The 57th Grammy Awards, broadcast on CBS the evening of 8 February 2015, from the Staples Centre in Los Angeles, US, featured an extraordinary 23 live musical performances.
With so many artists performing, the production team was faced with the daunting task of ensuring flawless audio from everyone’s wireless microphones and in-ear monitors, from the hard-rocking opening by AC/DC to the sentimental closing performance of Glory by John Legend and Common. Shure wireless microphone systems, wired mics, and in-ear monitoring systems were a near-constant presence. As always, musicians were permitted to use their preferred microphones for their performances. Although artists brought their own custom earphones, all but one of the in-ear monitoring systems used was Shure PSM1000, with 24 channels split between two stages. The PSM 1000 offers an extra measure of RF protection.
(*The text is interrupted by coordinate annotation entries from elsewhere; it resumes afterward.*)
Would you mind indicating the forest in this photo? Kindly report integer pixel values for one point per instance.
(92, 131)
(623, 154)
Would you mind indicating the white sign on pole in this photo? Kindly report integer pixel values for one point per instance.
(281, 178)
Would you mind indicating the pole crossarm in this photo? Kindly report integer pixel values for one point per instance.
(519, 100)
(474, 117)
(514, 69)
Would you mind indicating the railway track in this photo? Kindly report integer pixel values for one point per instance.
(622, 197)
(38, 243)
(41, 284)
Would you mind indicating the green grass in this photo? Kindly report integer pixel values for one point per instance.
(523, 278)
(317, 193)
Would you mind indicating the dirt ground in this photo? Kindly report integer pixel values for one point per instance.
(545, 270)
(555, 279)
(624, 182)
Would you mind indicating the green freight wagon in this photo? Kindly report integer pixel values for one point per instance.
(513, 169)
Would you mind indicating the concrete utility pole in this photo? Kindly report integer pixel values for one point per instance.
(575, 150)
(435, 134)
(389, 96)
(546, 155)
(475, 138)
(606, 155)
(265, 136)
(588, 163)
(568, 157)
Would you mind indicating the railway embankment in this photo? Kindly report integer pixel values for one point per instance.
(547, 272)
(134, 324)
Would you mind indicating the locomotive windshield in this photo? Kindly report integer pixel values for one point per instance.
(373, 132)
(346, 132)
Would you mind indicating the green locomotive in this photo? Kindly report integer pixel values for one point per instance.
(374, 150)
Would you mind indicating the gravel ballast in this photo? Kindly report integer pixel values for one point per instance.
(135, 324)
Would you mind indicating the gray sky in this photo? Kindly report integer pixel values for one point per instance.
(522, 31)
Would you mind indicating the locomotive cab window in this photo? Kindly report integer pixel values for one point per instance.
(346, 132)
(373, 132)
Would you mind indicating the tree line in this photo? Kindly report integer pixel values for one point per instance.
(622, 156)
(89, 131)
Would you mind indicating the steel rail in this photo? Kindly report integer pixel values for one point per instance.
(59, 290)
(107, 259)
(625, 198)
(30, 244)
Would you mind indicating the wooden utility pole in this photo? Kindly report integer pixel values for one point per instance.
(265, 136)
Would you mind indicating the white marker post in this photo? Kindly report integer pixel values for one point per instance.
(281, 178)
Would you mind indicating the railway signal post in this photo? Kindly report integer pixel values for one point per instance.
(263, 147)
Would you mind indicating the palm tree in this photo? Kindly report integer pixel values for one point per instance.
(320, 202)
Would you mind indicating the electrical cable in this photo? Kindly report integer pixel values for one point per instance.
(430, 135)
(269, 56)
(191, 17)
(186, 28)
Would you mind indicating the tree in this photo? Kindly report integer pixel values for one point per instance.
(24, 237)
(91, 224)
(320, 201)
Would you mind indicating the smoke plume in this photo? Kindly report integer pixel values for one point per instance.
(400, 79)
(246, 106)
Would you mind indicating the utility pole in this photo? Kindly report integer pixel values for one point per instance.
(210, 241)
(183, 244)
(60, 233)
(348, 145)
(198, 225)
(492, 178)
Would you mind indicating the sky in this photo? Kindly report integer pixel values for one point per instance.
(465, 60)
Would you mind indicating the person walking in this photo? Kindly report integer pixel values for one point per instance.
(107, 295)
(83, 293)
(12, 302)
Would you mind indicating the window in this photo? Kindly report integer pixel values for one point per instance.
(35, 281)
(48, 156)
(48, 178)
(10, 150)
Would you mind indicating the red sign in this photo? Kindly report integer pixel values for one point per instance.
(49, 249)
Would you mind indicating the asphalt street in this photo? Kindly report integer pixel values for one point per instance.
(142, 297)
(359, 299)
Both Shure Axient and UHF-R wireless systems were in use, AC/DC selected Axient for lead vocals and Angus Young’s guitar, with backing vocals on UHF-R systems with Beta 58A capsules. Axient handheld systems were also selected by Sir Paul McCartney who went for the Beta 58A, Adam Levine choosing the SM58, Juanes and Pharrell Williams also opted for Beta 58A as their microphone of choice. With its superb sound quality and remote control of all transmitter functions, Axient has the unique ability to detect and avoid interference. “We tried the Axient systems in rehearsals and were very happy with the way they sounded on both guitars and vocals,’ says Pab Boothroyd, FOH engineer for AC/DC and Paul McCartney.
Shure UHF-R systems, which have a long history of Grammy success, were used by Sir Tom Jones, John Mayer, Usher, Eric Church, Rihanna, and Common. In addition, the podium microphones were powered by Shure UR1 bodypacks, eliminating the need to run cables across the stage.
Another first for this year’s Grammy telecast was the use of Shure Beta 181 microphones on acoustic pianos. The move suggested by co-broadcast music mixer Eric Schilling and FOH music mixer Ron Reaves, for the best piano sound and these were the only mics used on the show. Schilling explains: “After Reaves tried them out on the Latin Grammy Awards, we both agreed that we wanted to use the Beta 181 in all the pianos on this show there was little we had to do with them.’
Along with Schilling and Reaves, audio coordinator Michael Abbott’s crew included production mixer Thomas Holmes, co-broadcast music mixer John Harris, and FOH production mixer Mikael Stewart of ATK Audiotek. The team also included monitor mixers Michael Parker and Tom Pesa, with Dave Bellamy of Soundtronics handling the challenge of RF coordination.
Shure artist relations manager Cory Lorentz was at the event, touching base with the Shure endorsers and users: “With 23 live performances this year, this was the most ambitious Grammy broadcast ever, it’s always a blast seeing the whole production come together and it’s great to see them using so much Shure gear to get the job done on music’s biggest night.’